We would like to announce that we are now running a whole heap of short workshops focussing on the essential skills of food gardening. Topics include making compost, caring for chooks and a whole heap of other fun things!
Dates and details are in the link below. We hope to see more of you here soon!
Compost vs mulch
Last post, I wrote about some of the finer points of successful composting. Compost is a great addition to your soil and is vital for making good seedlings. Still, making enough compost to regularly apply to your soil (as many books suggest) is often difficult, requiring excessive amounts of time and materials. If you have added lots of organic matter into your soil and you are happy with the state of it, I do not think compost is regularly required (though it’s still a good idea to use a decent handful in the planting hole before planting out seedlings). However, for kick-starting a new garden with poor soil (or no soil as is the case for my new garden), you might initially bring in large amounts of compost or manures. Avoid “garden mixes” unless you are on clay as they have too much sand in them. If any readers have an entrepreneurial bent, a specially-made soil full of clay (rather than sand) would be a hit in the Blue Mountains!
Assuming your soil is good, here’s what I recommend, and what I do in my zone 1 garden. Make compost exclusively for seedlings and compost tea. For the rest of your garden, make chook mulch!
How to make chook mulch
1. If you have any spare land or lawn that just never gets used on your property, let the grass grow tall (rather than mowing it) and sow it with a “forage seed mix” that you can buy from rural supply shops. If you don’t have one of these places nearby, the grain in a poultry seed mix works just as well. If you don’t have spare space to grow grass and weeds you might try a few other things:
- Ask your neighbours for their grass clipping and weeds.
- Find a nearby vacant block and ask if you can maintain it.
- Look around. I recently found a place locally that the council mower men stash grass clippings which could be used for this same purpose.
Why grow your own mulch crops? A few words about plant diversity and plant health:
Unless you’re growing your own grasses and weeds to use in chook mulch, you’ll probably be buying it in the form of straw. Most straw is baled from fields of single crops like wheat, lucerne etc. All of those things are good but the real magic comes from having a diversity of plants in your mulch. Why? Different plants contain different essential elements that other plants require. Let’s use comfrey for an example. Comfrey contains: silica (to build cell walls); nitrogen (to promote leaf growth); magnesium (many uses including making other elements accessible to the plant); calcium (cell wall development and general growth); potassium (to help promote flowering and fruiting; and iron (which allows the plant to photosynthesise and transpire).

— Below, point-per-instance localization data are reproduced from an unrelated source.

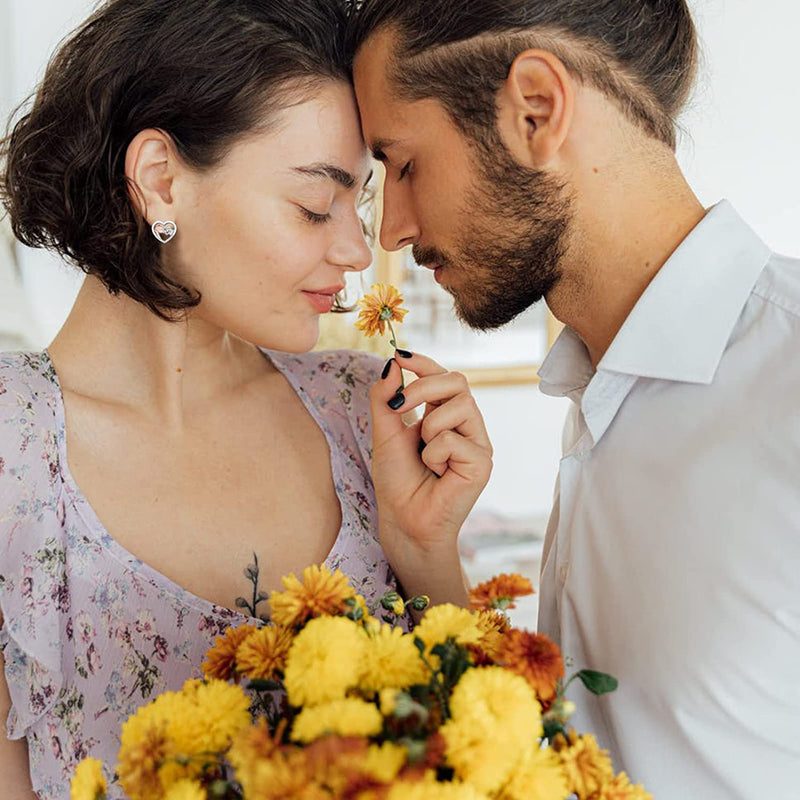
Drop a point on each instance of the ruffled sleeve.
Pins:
(33, 571)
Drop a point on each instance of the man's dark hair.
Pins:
(204, 71)
(642, 54)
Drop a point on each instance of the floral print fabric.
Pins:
(90, 633)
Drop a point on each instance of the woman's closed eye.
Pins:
(313, 217)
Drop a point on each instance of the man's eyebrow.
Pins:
(330, 172)
(378, 147)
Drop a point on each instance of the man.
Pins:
(529, 153)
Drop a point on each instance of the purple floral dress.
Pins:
(90, 632)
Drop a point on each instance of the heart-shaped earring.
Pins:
(164, 231)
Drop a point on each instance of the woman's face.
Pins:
(268, 234)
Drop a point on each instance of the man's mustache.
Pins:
(428, 256)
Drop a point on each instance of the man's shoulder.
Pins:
(779, 285)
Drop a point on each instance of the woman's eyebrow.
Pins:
(329, 172)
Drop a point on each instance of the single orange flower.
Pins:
(264, 653)
(320, 593)
(493, 627)
(380, 308)
(499, 592)
(221, 658)
(586, 766)
(536, 658)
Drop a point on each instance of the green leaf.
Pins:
(552, 727)
(598, 682)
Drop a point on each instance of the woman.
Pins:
(201, 161)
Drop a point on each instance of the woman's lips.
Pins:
(322, 303)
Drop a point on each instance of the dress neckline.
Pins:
(141, 568)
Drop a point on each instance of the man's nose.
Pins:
(399, 226)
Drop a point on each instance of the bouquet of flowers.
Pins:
(333, 699)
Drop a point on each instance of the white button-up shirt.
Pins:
(672, 558)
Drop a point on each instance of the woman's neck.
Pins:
(115, 350)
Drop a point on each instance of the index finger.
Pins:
(420, 365)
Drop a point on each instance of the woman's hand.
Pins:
(427, 475)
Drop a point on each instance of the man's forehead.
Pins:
(382, 113)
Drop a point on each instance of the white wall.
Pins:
(742, 144)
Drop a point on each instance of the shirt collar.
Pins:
(681, 325)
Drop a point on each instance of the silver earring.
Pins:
(164, 231)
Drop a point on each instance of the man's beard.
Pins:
(512, 242)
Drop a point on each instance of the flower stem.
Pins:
(393, 343)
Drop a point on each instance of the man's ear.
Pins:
(151, 164)
(535, 107)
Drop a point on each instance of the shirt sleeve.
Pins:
(33, 575)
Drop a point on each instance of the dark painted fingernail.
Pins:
(397, 401)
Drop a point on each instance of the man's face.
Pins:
(493, 230)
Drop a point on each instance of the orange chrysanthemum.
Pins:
(493, 627)
(587, 767)
(499, 592)
(535, 657)
(321, 592)
(221, 658)
(621, 788)
(264, 653)
(378, 308)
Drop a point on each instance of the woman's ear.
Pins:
(150, 166)
(535, 107)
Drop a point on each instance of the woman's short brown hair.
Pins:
(203, 71)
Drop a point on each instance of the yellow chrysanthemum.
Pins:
(391, 660)
(621, 788)
(496, 719)
(384, 761)
(186, 790)
(320, 592)
(159, 743)
(223, 711)
(378, 308)
(387, 700)
(88, 782)
(448, 621)
(264, 653)
(221, 658)
(430, 789)
(540, 776)
(325, 660)
(586, 766)
(348, 717)
(250, 755)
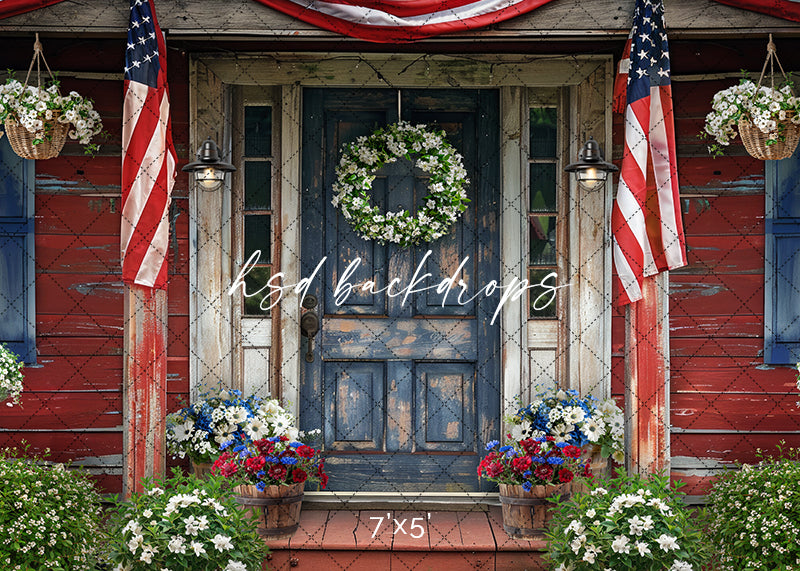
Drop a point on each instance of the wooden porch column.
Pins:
(144, 385)
(647, 378)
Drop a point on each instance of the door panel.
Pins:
(405, 387)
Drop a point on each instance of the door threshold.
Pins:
(439, 501)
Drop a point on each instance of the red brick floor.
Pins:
(340, 540)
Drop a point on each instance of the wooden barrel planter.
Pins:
(600, 469)
(526, 514)
(276, 509)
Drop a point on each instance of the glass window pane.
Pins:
(542, 295)
(543, 240)
(543, 187)
(257, 185)
(258, 131)
(256, 281)
(543, 131)
(257, 236)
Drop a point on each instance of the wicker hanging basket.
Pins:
(780, 143)
(47, 142)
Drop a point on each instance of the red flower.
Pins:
(306, 451)
(521, 464)
(228, 469)
(264, 446)
(254, 464)
(544, 472)
(277, 472)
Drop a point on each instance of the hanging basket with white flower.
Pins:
(38, 119)
(432, 153)
(767, 118)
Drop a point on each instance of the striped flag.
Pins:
(646, 219)
(148, 155)
(402, 20)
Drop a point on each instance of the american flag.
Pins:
(148, 155)
(646, 219)
(402, 20)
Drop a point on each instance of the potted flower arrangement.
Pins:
(218, 417)
(184, 523)
(269, 476)
(637, 523)
(766, 117)
(595, 426)
(10, 376)
(49, 515)
(754, 514)
(529, 472)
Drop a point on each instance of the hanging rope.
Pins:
(38, 54)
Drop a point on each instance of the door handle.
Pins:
(309, 326)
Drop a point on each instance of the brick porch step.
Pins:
(342, 540)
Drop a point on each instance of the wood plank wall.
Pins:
(72, 402)
(725, 403)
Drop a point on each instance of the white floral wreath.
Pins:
(446, 200)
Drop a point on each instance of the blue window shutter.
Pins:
(782, 262)
(17, 263)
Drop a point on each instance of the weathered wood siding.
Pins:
(72, 402)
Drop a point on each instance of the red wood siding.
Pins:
(72, 402)
(724, 402)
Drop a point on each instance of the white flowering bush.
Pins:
(429, 150)
(184, 523)
(769, 109)
(10, 376)
(34, 107)
(582, 422)
(754, 515)
(626, 523)
(219, 417)
(49, 515)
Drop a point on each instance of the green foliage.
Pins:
(627, 523)
(10, 376)
(49, 515)
(184, 523)
(753, 515)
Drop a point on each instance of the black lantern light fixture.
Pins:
(591, 170)
(209, 169)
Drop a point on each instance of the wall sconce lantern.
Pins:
(209, 170)
(591, 170)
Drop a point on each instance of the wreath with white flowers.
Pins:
(444, 203)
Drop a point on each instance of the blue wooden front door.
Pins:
(405, 390)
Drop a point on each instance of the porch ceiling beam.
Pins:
(402, 70)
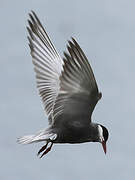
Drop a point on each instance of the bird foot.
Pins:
(45, 149)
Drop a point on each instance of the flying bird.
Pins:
(68, 89)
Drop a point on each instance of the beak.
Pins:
(104, 146)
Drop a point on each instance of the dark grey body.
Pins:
(76, 131)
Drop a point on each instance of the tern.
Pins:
(68, 89)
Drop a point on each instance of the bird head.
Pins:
(103, 136)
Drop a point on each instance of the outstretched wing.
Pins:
(47, 62)
(78, 88)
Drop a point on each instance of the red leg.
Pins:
(42, 149)
(47, 150)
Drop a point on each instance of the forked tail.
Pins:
(43, 135)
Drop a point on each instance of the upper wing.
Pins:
(78, 88)
(47, 62)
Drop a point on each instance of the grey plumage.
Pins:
(68, 90)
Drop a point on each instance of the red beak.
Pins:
(104, 146)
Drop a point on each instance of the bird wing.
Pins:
(78, 93)
(47, 63)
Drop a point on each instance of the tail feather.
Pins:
(43, 135)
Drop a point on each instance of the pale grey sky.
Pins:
(106, 32)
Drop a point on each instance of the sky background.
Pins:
(106, 32)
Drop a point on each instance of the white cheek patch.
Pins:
(100, 130)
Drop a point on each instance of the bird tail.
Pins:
(43, 135)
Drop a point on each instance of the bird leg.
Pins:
(46, 150)
(42, 149)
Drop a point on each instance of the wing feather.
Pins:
(48, 64)
(78, 88)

The goal is to get as many of the essential elements plants need from the soil, into your mulch, and back into your garden. Here is a link to a list of plants you can grow that will help you create great mulch. These types of plants are called “dynamic accumulators”. As well as comfrey, some other common accumulators include carrot, parsley, and borage. These guys are great for bringing in beneficial insects too. Get to know them. They’re some of your best friends in the garden!
Grow lots of dynamic accumulators so you can feed them to your chooks, along with your weeds and grasses. That will ensure that the finished product is a feast of essential minerals for your garden.
OK, so now you’ve got your mulch crop sorted…back to making chook mulch!
2. Get chooks and make a straw yard (a chook pen that you can throw straw into and collect it again later).
3. Now cut an armful (I use a 60 litre bin) of grass/forage crops/weeds every other day and give it to the chooks.
Buying a hand sickle or a “Kama” knife from Green Harvest here, will make this job (and many others) ten times easier.
Throw all your weeds in there too. This reduces the amount of grain you need to give to the chooks (I have found about 20% less), and they’ll eat the bits they like (including all the weed seeds) and kick around the grasses/weeds they don’t want to eat so they never has a chance to re-root.
5. Now you have mulch for free, which is also covered in manure! While teaching my most recent permaculture course I was asked if the fresh chicken manure in the mulch would harm the plants. If the fresh manure was dug into the soil, yes it may burn the roots of the plants. Recall from last article that if fresh organic matter is added above the soil, it slowly breaks down over time. We are just adding the mulch on top of the soil so it is of absolutely no harm. In fact, you can’t regularly buy mulch as good as this anywhere!
6. Apply chook mulch to your garden in a layer of approximately 15cm. Don’t skimp- sprinkling it on isn’t enough to work its magic.